Un estudio que analizó a excursionistas en la popular ruta al campamento base del Everest encontró cambios detectables en la metilación del ADN asociados a la aclimatización a la altura: evidencia de que incluso un trekking de varios días deja huellas medibles a nivel molecular. Otro estudio, realizado durante una expedición de trekking en altura en el Kilimanjaro, encontró que incluso pocos días de exposición, acompañados de una alimentación equilibrada, mejoraron el perfil lipídico en sangre de los participantes. El ascenso al Villarrica es una experiencia de un solo día, por lo que no genera la aclimatación completa que sí ocurre en expediciones más largas, pero sí somete al cuerpo a un desafío hipóxico real: una razón de peso para realizarlo siempre acompañado de guías certificados capaces de ajustar el ritmo y reconocer a tiempo cualquier señal de mala tolerancia a la altura.

Antes de calzarte las botas: cómo progresar con criterio

La evidencia es clara en un punto: los beneficios del trekking intenso dependen de que el cuerpo llegue preparado para la exigencia, no de improvisar sobre la marcha. Algunas pautas respaldadas por la literatura de medicina de montaña: progresa gradualmente, empezando por salidas más cortas y con menos desnivel antes de intentar una ascensión de jornada completa; mantén el peso de la mochila dentro de un rango razonable —las guías de montañismo suelen situarlo entre un 10% y un 20% del peso corporal para la mayoría de las personas— y ubica la carga lo más cerca posible de la espalda; hidrátate antes, durante y después, considerando que la pérdida de líquidos aumenta con el esfuerzo y la altitud; protégete del sol incluso en días nublados, ya que la radiación UV se intensifica con la altura; y si vives con una condición cardiovascular, respiratoria o articular, conversa con tu médico antes de planear una ruta con desnivel significativo, dado que, como muestra la evidencia revisada más arriba, la exigencia real de una misma pendiente puede variar mucho de una persona a otra.

En Newendo Pucón

En Newendo Pucón integramos el trekking de alta exigencia —como el ascenso guiado al cráter del volcán Villarrica, a 2.847 metros— con el mismo criterio que acabamos de revisar: guías de montaña certificados que ajustan el ritmo según la condición física real de cada persona, opciones de entrenamiento progresivo para quienes llegan a Pucón sin experiencia previa en altura, y jornadas de recuperación dentro de nuestro programa de Wellness para las horas posteriores al esfuerzo, precisamente cuando el cuerpo más lo necesita.

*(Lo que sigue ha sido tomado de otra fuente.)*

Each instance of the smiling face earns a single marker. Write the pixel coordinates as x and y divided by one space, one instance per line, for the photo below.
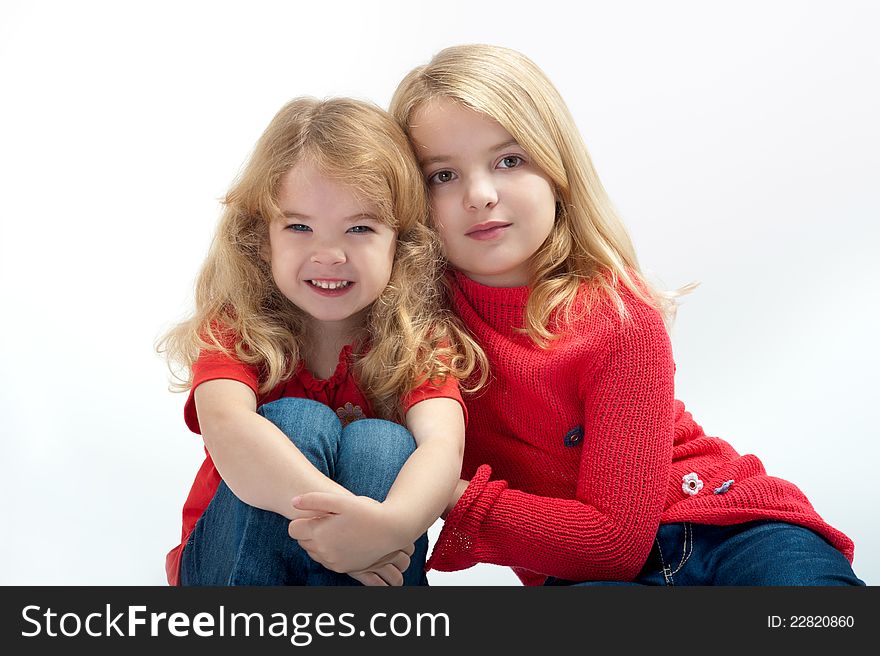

Subir con la mochila cargada, sentir el pulso acelerarse en la pendiente y bajar con las piernas que ya saben lo que se viene: eso es, en el lenguaje seco de la fisiología, una de las formas más completas de ejercicio que existen. La ciencia reciente no ha hecho más que confirmar, con números y biomarcadores, lo que el cuerpo ya intuía.